Глава тридцать четвертая
Если пасхальные празднества по традиции проводились на Мейдане, то для торжеств, посвященных святому Евгению, император выбирал иной стадион, и иную церковь для богослужения. Накануне, на вечерней молитве, придворные, как обычно, совершили ежегодное поклонение святому. Торговцы-католики со слугами и свитой заняли место в процессии, чтобы почтить императора, когда тот выезжал из дворца. На сей раз шествие пересекло восточное ущелье и двинулось на юг, вверх по склону, к монастырю и храму святого Евгения, построенному на том месте, где святой принял мученическую кончину. Еще дальше на восток лежал холм Митры, ? место бывшего языческого капища, отважно уничтоженного святым Евгением.
Три месяца назад, еще совсем недавно покинув деловитую Фландрию, роскошную Флоренцию, суматошный Стамбул, члены компании Шаретти наблюдали подобное же шествие, с благоговением созерцая неземной красоты лошадей в пышных попонах и их недвижных всадников, убранных в золото и драгоценности, словно иконы в окладе. Их поражали лица юношей, пажей, детей, солдат и священнослужителей, будоражили непривычные острые и пряные запахи. Теперь же все это сделалось знакомым и привычным, и в процессии, следовавшей за распятием митрополита и стягом с изображением святого Евгения, избранного защитника басилевса и народа Трапезунда, почти не осталось чужих лиц. На сей раз земной наместник Христа ехал в одиночестве; его белоснежное шелковое одеяние было расшито золотыми одноглавыми орлами; надменное лицо припудрено, а на голове красовалась императорская митра с завесой из драгоценных камней.

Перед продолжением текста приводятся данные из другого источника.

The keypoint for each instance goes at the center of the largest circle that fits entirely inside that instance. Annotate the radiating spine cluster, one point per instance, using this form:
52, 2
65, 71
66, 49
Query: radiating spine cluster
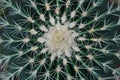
60, 40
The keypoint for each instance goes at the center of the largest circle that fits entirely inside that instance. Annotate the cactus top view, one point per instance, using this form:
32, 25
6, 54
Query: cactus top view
60, 40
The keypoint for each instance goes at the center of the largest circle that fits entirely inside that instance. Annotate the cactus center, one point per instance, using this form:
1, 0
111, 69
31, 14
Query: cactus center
60, 40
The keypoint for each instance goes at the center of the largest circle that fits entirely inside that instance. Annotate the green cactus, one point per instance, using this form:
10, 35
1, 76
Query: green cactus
60, 40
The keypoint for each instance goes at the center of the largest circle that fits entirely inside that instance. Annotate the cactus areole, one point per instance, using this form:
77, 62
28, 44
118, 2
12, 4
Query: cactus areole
60, 40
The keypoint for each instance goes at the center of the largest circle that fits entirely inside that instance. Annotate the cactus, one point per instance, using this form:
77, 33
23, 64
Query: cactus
60, 40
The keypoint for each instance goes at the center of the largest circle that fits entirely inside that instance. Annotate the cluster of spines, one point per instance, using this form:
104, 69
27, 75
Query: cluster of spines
25, 40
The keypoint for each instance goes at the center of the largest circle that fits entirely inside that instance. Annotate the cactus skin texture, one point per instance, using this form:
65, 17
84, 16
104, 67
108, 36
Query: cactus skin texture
60, 40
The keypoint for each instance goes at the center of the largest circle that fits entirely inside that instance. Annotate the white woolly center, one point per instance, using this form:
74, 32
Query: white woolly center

Тоби, наблюдая за процессией, вспоминал все сплетни и слухи, которыми щедро делились с ним пациенты в городе. Вон там, в диадеме и вуали, едет принцесса, всего на год старше, чем Катерина, которая, несмотря на заикание, с презрением отзывалась обо всех женихах, которые сватались к ней… С юными принцами лекарь также был знаком, ? все они сейчас были здесь, кроме Георгия, которому еще не исполнилось и года; для него в свое время Тоби изготовил снадобье от простуды, которое мало чем отличалось от верблюжьего, но оказалось столь же действенным. А вон там, незаметно подмигнув коллеге, прошествовал придворный лекарь, утомленный вечными заказами на афродизиаки, краску для глаз и мазь для губ, ? с ним Тоби поддерживал весьма оживленную переписку, обсуждая различные случаи из практики и медицинские советы, почерпнутые в книгах, доставленных Николасом… Именно этим Тоби и занимался все лето: он много читал. Кроме того, лечил детей и женщин, испытывал новые лекарства и слушал сплетни… Дальше тесными рядами шествовали священнослужители в высоких жестких шапках с покровами и епископы в белоснежных одеяниях с распятиями, ? с ними в последнее время немало общался отец Годскалк. Следом двигались католические священники с лицами, скрытыми под капюшонами, ? они служили в церквях при иноземных сообществах, как в самом городе, так и за его пределами. Впрочем, при необходимости, они с готовностью помогли бы и греческому лесорубу, обратившемуся за духовной помощью… Точно так же, как и православный поп при необходимости утешил бы скорбящего католика. Тоби много доводилось слышать, как и всем вокруг, об алчности восточных священников. В городе, возможно, это было правдой, но за его пределами имелось немало приличных людей, которые никогда и не слышали о вражде между Римской и Греческой церквями, о ледяном непонимании по вопросам ритуалов и обычаев, о спорах по поводу опресноков для причастия, о непреодолимом расколе в вопросе происхождения и формы Троицы. Троица!.. Умирающему ребенку все равно, ? хоть бы эта Троица состояла из воробьев!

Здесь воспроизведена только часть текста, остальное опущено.